リチウムイオン電池もそうですが、実用電池を作るためには、正極・負極の活物質、電解液、セパレータ、集電体などさまざまな分野のノウハウが必要になります。
今回、SAITECが電池としては未完成ながらも正極活物質を開発したことを発表したのは、マグネシウム金属電池の実現に目処がつき、さまざまな企業で研究開発が盛り上がって実用化が加速されることを期待したからです。

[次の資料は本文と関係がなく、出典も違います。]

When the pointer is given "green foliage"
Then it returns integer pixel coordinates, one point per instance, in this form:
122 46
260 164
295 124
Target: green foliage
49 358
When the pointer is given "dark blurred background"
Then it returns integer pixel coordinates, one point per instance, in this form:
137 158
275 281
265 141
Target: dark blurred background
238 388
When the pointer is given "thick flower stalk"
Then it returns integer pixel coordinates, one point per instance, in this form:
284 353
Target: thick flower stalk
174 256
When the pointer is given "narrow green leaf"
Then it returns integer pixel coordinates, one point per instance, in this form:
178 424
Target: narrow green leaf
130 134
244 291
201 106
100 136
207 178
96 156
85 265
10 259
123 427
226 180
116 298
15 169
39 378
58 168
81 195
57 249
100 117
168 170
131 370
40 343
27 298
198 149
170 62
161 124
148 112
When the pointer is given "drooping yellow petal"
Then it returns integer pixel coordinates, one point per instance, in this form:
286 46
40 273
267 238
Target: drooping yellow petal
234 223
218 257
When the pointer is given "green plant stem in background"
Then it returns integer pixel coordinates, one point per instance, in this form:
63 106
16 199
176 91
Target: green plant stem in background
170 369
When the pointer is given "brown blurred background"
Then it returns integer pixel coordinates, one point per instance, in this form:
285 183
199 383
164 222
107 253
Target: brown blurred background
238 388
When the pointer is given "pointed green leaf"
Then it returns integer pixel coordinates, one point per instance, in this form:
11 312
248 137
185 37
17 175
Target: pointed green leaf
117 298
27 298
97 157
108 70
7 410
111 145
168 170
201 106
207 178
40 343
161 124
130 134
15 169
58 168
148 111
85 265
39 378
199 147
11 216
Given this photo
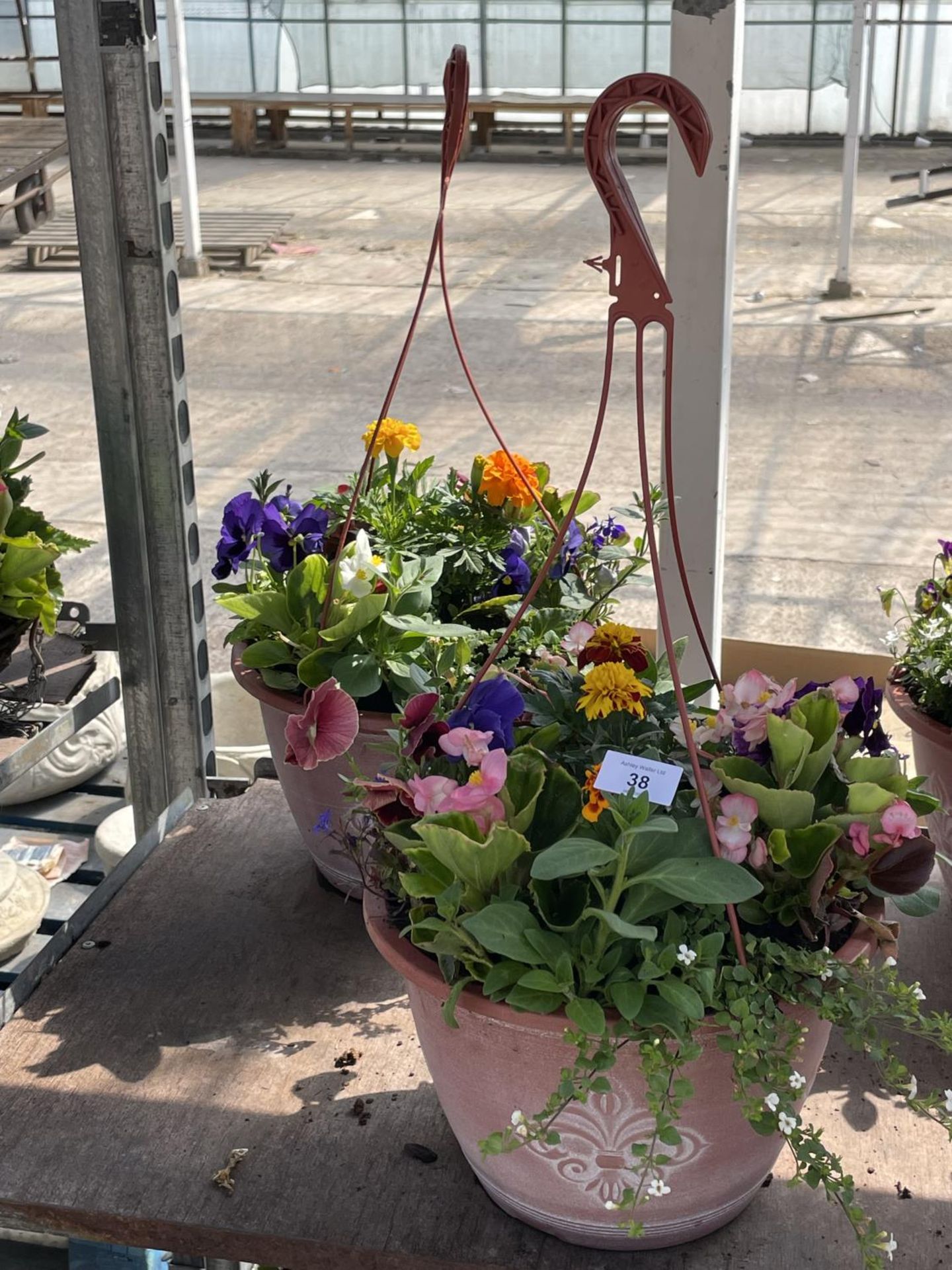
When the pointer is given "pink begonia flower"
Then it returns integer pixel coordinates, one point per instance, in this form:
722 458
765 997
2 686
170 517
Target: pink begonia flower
758 854
733 827
859 837
576 638
846 691
752 698
899 821
479 795
466 743
430 793
327 730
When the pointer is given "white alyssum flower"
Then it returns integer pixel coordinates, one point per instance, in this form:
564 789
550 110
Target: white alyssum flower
361 568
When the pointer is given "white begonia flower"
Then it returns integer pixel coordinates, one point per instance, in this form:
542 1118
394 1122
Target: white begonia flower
658 1189
361 568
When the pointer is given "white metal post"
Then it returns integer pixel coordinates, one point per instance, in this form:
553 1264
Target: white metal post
841 286
707 44
193 263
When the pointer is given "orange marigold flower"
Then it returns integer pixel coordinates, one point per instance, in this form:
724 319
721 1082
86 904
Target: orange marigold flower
596 802
504 480
615 642
612 686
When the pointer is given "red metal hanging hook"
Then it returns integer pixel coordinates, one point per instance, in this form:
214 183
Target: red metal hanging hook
641 296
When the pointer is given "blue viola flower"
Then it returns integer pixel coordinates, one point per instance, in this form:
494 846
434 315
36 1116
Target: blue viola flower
287 542
494 706
569 552
241 524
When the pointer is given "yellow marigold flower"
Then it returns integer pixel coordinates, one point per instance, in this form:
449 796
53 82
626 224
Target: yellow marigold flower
596 802
502 480
394 437
612 686
615 642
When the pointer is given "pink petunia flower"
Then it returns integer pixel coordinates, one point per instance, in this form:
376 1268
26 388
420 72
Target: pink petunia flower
734 826
325 730
859 839
576 638
430 794
899 822
466 743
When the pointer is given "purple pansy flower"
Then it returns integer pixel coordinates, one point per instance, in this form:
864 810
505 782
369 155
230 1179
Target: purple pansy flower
286 544
494 706
241 524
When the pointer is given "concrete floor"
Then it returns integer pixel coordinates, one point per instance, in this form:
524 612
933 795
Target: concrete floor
840 437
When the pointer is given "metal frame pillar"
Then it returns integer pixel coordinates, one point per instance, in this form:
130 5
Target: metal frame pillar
841 286
116 124
707 45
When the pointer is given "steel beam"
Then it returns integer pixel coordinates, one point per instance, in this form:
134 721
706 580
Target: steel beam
116 124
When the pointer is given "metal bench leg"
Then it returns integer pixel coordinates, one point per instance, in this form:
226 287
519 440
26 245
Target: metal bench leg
85 1255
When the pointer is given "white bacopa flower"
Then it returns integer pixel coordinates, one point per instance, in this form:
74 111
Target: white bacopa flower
658 1189
361 568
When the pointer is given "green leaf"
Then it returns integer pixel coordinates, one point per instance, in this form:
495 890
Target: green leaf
625 929
474 863
526 778
502 927
358 673
789 748
587 1015
808 847
367 610
703 882
865 798
266 652
627 997
920 904
268 607
557 810
571 857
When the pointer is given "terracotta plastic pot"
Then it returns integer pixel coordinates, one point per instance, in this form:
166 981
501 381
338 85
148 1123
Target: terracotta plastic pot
499 1060
932 751
311 794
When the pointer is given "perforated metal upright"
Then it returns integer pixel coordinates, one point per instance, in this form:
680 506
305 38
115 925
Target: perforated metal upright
116 122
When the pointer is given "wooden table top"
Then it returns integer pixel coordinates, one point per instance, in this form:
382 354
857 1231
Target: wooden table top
208 1019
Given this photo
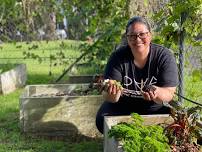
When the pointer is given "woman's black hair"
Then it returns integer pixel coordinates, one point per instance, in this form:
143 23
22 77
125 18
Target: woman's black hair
138 19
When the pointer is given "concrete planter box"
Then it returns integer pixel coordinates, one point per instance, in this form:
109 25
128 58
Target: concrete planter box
112 145
13 79
42 112
79 79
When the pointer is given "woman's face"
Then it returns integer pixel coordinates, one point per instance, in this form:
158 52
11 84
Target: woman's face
139 37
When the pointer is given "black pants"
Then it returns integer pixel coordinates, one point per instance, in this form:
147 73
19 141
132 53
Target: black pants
126 107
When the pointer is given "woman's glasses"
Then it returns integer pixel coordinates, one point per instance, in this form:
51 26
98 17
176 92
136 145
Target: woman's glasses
142 35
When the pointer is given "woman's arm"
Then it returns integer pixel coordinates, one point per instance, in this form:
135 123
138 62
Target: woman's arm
112 91
160 94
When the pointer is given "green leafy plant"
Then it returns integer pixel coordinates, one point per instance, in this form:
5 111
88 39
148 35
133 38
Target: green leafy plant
137 137
184 131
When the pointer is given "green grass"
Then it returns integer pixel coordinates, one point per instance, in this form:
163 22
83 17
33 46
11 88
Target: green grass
11 139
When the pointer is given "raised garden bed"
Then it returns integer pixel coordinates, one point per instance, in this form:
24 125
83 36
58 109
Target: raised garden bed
66 110
12 77
112 145
80 79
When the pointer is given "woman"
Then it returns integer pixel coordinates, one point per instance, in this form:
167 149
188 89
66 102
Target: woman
138 64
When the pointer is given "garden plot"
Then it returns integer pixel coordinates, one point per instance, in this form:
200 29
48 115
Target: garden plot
59 110
13 78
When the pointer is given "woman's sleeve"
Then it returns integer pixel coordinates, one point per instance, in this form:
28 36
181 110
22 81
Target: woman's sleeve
168 71
113 68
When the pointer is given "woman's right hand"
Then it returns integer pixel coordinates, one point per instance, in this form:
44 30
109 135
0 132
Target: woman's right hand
112 90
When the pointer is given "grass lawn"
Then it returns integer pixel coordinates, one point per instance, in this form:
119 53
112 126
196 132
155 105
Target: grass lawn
11 139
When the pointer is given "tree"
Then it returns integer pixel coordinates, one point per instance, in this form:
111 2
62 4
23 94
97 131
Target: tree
179 22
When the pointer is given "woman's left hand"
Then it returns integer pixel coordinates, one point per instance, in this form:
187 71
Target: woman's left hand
159 94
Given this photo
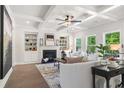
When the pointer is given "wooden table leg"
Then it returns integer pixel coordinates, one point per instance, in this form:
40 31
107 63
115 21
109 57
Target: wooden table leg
122 76
107 82
93 80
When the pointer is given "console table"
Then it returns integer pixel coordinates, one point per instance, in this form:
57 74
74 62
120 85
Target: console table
108 73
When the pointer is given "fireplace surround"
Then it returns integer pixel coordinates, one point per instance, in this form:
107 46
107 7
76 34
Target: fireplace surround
50 55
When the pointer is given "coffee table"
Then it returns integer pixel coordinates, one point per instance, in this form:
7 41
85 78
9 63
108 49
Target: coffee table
57 62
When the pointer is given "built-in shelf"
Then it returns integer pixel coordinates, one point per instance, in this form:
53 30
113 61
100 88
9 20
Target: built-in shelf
31 41
63 43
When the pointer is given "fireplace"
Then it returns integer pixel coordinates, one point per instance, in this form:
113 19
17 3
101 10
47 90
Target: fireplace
48 56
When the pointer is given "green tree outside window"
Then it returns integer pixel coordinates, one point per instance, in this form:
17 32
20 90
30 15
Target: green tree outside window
78 44
91 42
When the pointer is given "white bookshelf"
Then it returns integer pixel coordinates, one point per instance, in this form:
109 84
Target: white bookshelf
30 41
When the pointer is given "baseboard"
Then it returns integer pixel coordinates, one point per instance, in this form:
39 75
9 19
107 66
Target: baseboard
22 63
3 81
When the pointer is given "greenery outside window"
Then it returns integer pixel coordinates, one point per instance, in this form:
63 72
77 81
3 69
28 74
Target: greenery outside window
113 39
91 44
78 44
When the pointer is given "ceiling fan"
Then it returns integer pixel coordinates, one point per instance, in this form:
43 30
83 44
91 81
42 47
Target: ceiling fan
68 20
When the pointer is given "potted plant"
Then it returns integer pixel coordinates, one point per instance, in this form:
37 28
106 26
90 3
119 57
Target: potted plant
102 49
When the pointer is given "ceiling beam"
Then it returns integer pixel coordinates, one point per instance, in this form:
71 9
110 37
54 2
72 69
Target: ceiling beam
94 13
49 11
27 17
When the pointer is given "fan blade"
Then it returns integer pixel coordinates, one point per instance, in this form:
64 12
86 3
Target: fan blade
61 23
76 21
60 19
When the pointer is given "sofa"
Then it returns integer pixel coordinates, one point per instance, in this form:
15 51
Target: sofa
76 75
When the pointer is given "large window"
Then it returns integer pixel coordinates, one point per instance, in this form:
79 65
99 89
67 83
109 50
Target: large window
113 40
78 44
91 44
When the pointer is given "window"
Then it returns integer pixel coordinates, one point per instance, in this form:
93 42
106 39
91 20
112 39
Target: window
113 40
91 44
78 44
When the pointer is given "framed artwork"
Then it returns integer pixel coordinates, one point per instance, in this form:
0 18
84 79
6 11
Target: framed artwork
57 42
49 39
5 41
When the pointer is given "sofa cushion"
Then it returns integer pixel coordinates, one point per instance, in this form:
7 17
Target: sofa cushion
73 59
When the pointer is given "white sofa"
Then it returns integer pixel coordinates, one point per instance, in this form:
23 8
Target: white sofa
76 75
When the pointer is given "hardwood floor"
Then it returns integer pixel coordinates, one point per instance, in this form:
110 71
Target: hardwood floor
26 76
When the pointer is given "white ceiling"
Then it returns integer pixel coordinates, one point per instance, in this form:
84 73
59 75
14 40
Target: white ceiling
44 16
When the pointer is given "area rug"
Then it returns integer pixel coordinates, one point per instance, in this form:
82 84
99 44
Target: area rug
50 74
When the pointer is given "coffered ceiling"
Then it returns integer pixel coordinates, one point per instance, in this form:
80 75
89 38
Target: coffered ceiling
44 16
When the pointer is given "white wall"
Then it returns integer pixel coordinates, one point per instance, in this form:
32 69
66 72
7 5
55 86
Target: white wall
21 56
99 31
56 35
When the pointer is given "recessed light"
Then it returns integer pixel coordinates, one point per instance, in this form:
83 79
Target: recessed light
27 22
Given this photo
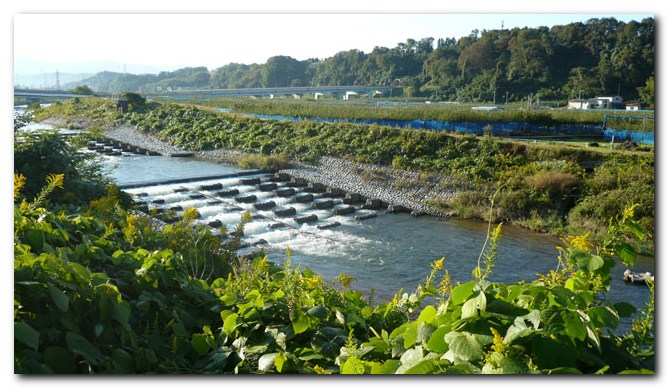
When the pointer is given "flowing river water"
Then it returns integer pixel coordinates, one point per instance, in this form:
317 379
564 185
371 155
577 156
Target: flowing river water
386 253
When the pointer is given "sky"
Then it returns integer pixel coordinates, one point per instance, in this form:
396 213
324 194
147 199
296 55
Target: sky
169 41
125 34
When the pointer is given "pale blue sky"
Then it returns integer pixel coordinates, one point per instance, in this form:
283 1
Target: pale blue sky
213 40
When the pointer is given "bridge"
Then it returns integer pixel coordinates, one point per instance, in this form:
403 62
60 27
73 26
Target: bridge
339 91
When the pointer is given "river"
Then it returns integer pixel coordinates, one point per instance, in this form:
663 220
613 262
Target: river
387 253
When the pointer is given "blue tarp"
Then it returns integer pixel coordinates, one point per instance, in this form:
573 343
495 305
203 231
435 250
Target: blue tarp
508 129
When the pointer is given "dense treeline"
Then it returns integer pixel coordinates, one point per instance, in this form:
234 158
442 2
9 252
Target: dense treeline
547 187
598 57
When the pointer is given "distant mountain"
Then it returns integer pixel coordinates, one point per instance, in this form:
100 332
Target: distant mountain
28 66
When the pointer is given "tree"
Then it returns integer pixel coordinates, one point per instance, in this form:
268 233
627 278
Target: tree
83 89
647 93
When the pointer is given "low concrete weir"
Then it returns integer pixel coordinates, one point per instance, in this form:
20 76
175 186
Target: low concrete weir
278 204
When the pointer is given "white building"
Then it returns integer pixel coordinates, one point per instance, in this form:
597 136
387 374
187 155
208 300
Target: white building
611 102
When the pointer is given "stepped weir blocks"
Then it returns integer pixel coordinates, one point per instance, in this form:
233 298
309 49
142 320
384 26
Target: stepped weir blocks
251 181
354 198
297 182
246 198
285 192
326 204
315 187
228 193
266 186
287 212
343 210
329 225
215 186
265 205
362 217
373 204
305 219
280 177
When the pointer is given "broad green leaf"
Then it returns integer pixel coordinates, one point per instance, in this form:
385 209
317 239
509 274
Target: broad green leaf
300 323
436 342
199 343
410 358
410 335
462 346
603 316
624 309
81 346
638 230
387 368
573 326
353 366
423 367
60 360
26 335
427 314
318 311
230 324
626 253
266 361
279 361
462 292
564 371
59 298
473 305
229 299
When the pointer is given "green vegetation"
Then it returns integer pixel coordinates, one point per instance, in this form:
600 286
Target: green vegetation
437 112
599 57
102 290
554 188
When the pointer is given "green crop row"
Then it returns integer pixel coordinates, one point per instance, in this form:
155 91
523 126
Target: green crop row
102 291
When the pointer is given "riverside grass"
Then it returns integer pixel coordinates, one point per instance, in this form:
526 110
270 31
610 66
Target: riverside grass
473 164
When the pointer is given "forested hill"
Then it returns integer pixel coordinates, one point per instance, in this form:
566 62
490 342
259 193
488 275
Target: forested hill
599 57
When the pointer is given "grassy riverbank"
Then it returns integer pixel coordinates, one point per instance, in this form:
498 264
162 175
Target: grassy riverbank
99 289
559 189
369 109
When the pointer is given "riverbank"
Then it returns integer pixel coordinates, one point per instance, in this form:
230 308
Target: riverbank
409 190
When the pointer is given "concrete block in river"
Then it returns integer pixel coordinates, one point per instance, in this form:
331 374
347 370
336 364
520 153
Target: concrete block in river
250 181
228 192
287 212
265 205
266 186
362 217
246 198
396 208
342 210
335 192
215 186
285 192
305 219
297 182
326 204
354 198
304 197
372 204
216 224
329 225
315 187
280 177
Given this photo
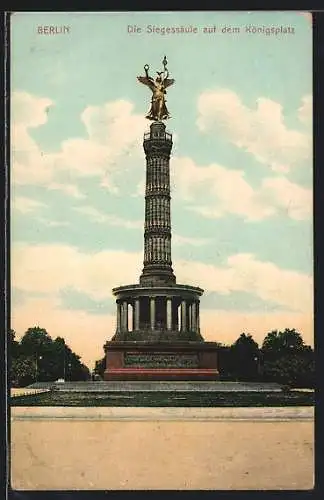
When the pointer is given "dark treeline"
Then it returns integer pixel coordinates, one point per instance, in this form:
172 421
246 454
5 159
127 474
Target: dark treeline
283 358
39 358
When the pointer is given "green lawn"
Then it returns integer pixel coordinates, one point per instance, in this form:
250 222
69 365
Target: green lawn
175 399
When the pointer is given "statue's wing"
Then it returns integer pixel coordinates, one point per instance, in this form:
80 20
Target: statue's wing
168 82
146 81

──資源量が豊富で、安全性の高いマグネシウム電池が普及すると、エネルギーの勢力図が変わるかもしれませんね。
鈴木:私は、マグネシウムが石油に代わる可能性もあると思っています。ただ非常に残念なことに、日本人はエネルギーへの危機意識が少ないですね。今騒がれているリチウムは日本にはありませんし、世界全体の埋蔵量もごくわずかで偏在しています。リチウムイオン電池が普及すればするほど、リチウムの輸入価格はますます高騰していくはずです。石油を争って戦争までした国が、どうしてエネルギーのことを真剣に考えないのでしょう? 少なくともリチウムの対抗馬を準備しておかないと、リチウムの入手さえままならなくなるのではないでしょうか?
研究者プロフィール
鈴木進(すずき すすむ)
昭和27年、長野県松本市出身。慶応大学理工学部応用化学科中退。専修大学経営学部経営学科卒。山種証券入社、2年後退社、起業。(株)リーワード 代表取締役歴任。昭和62年、無機炭酸カルシウム発泡体の製造方法特許取得、発明賞受賞。昭和62年、EB(エレクトロンビーム)電子線照射をイタリア、ラドテック研究会で発表。昭和63年、日本ダンロップと合弁会社設立、新日本製鉄系会社、日本セメント等と技術提携。平成4年、(株)TSC代表取締役就任。リアルガード、国土交通省NETIS登録。その後20種に及ぶ発明品を発表。平成18年、マグネシウム発電特許出願。平成19年、マグネシウム金属空気電池国際特許出願。平成20年、マグネシウム金属イオン電池のバッテリータイプ発表。
栗原英紀(くりはら ひでき)
・2006〜 Mg空気電池、Mg水電池の開発 (株)TSC
・2008〜 Mg二次電池の開発 NEDO委託「次世代自動車用蓄電池開発」発表
・2010.2.8 テレビ東京WBS特集「次世代エネルギー マグネシウムの挑戦」
・2009.11.25 産経新聞、日刊工業新聞、2009.12.3 日経産業新聞
・2010.2 日経エレクトロニクス
・H. Kurihara, T. Yajima, S. Suzuki, Chem. Lett. 37(3), 376-377 (2008).
・第50回電池討論会、2009粉体粉末冶金協会秋季大会発表
・略歴:1997年、東京大学工学系研究科修士課程経て、埼玉県入庁。2004年、弁理士試験合格。2006年、工学博士取得。